IMG Bild: Wollen hier lieber Wohnungen statt Flieger sehen: Stadtentwicklungssenatorin Katrin Lompscher und Linken-Fraktionschef Udo Wolf auf dem TXL-Gelände
Die Freifläche des Flughafens Tegel ist gewaltig. So gewaltig, dass selbst
eine Stadtentwicklungssenatorin mal die Orientierung verlieren kann. „Wenn
ich mich nicht täusche, sind wir jetzt im Westen des Geländes angelangt“,
sagt Katrin Lompscher ins Bus-Mikrofon und wird von der kleinen
Ausflugsgesellschaft lautstark korrigiert – man ist nämlich in der
östlichsten Ecke angekommen. „Das kommt daher, dass die Sonne heute nicht
scheint“, kontert die Linkenpolitikerin.
Zusammen mit zwei GenossInnen aus dem Abgeordnetenhaus – der
Linken-Landeschefin Katina Schubert und dem Fraktionvorsitzenden Udo Wolf –
hat Lompscher die Presse und einige Contra-Tegel-Aktivisten zur Rundfahrt
über das Gelände eingeladen, um im Vorfeld des TXL-Volksentscheids noch
einmal das städtebauliche Potenzial des Areals zu verdeutlichen. Wobei es
dann doch keine richtige Runde wird: Trotz vorheriger kompletter
Check-in-Prozedur für alle Insassen und trotz prominenter Besetzung darf
der Bus nicht das Regierungsterminal am nördlichen Rand passieren.

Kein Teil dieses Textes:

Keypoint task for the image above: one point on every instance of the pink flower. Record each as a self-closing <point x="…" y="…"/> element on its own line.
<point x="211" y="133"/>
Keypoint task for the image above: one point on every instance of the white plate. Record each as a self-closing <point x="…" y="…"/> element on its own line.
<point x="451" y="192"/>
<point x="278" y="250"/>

Trotzdem kann man bei einem Halt in besagter Ostspitze erahnen, wie viel
Platz es hier für die geplante künftige Wohnungsbebauung gibt. Das
„Schumacher Quartier“ soll einmal aus 5.000 Wohneinheiten für rund 10.000
Menschen bestehen, errichtet werden die Gebäude nach bisherigem
Planungsstand zu einer Hälfte von landeseigenen Wohungsbaugesellschaften
und zur anderen von Genossenschaften, privaten Baugruppen oder dem
Studierendenwerk. Weil die angrenzenden ehemaligen Allierten-Quartiere Cité
Pasteur und Cité Guynemer nachverdichtet werden sollen, ist sogar von 9.000
neuen Wohnungen die Rede.
Wann das bezahlbare Wohnen auf dem heutigen Flugfeld Realität sein soll?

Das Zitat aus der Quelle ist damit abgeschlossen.